The Brighton 18-year-old we feature on today’s front page left his job in an Adidas store, went for a farewell carvery lunch with sixth-form friends and told them he was off to visit relatives in Libya. Instead he headed to Syria to fight for the rebels with two of his brothers, aged 16 and 20, against the forces of Bashar al-Assad.
His parents say they did not know he was in Syria and only found out on Facebook on Monday that he had been killed – a photo circulated among school friends showing Abdullah Deghayes dead.
“I never encouraged my sons to go. We are very sad for the loss of Abdullah,” said his devastated father Abubakr yesterday, speaking in Saltdean, a village on the chalk cliffs of East Sussex. “I can at least take some comfort from the fact that he went for a just cause to protect those that are killed or dying and need help.”
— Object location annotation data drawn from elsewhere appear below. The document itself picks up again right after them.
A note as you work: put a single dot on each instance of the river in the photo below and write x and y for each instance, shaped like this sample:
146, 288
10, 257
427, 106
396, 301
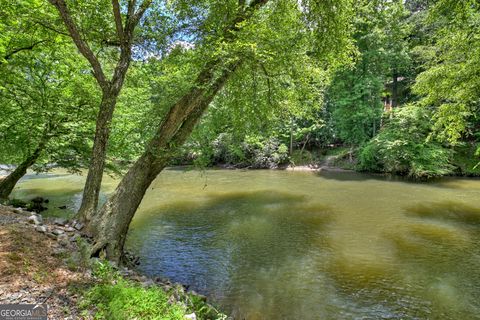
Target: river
303, 245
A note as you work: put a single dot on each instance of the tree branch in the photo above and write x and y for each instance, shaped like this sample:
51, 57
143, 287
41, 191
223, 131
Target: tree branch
118, 19
81, 45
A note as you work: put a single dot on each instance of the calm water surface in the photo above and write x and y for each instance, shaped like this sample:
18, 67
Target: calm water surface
300, 245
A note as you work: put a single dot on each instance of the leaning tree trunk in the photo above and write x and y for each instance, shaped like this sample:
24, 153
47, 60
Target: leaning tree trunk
110, 225
93, 183
9, 182
110, 89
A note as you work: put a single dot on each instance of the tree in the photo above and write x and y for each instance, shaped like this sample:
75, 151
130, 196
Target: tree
449, 82
46, 112
124, 36
231, 33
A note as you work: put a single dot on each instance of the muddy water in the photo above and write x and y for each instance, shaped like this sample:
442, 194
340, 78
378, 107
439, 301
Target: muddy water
298, 245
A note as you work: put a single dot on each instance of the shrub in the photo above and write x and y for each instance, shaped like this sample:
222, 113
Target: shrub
404, 146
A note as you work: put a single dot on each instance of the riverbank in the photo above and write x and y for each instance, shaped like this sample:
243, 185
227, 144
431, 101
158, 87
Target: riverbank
46, 260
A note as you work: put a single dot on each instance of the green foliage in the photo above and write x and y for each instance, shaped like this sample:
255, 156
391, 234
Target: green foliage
115, 298
403, 147
450, 82
355, 94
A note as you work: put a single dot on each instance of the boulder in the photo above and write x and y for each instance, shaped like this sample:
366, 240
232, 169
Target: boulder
79, 226
57, 232
60, 221
63, 240
75, 237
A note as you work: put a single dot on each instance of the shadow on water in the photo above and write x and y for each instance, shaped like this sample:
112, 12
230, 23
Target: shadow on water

An estimated 400 young British men are believed to have travelled to Syria over the past couple of years, with intelligence chiefs warning that some have gone to wage “jihad” and will return radicalised. The intelligence services have also intercepted British-Muslim men from the Midlands and Yorkshire in Afghanistan.
When Abdullah was a young boy his uncle was held in Guantanamo Bay. But based on what we currently know it is wrong to label him a “jihadi” – if we take the common-English definition of a jihadi as a radicalised Islamist fighter or self-defined holy warrior. As we went to press, no evidence had emerged of Abdullah having radical links in the UK.
Western security officials have previously remarked on how difficult it is to establish whether British fighters in Syria have joined moderate rebel groups, or extremists. In this case, his brothers hold some of the answers: 20-year-old Amer, who has been shot in the stomach, and younger sibling Jaffar, 16. That will be some conversation with their parents.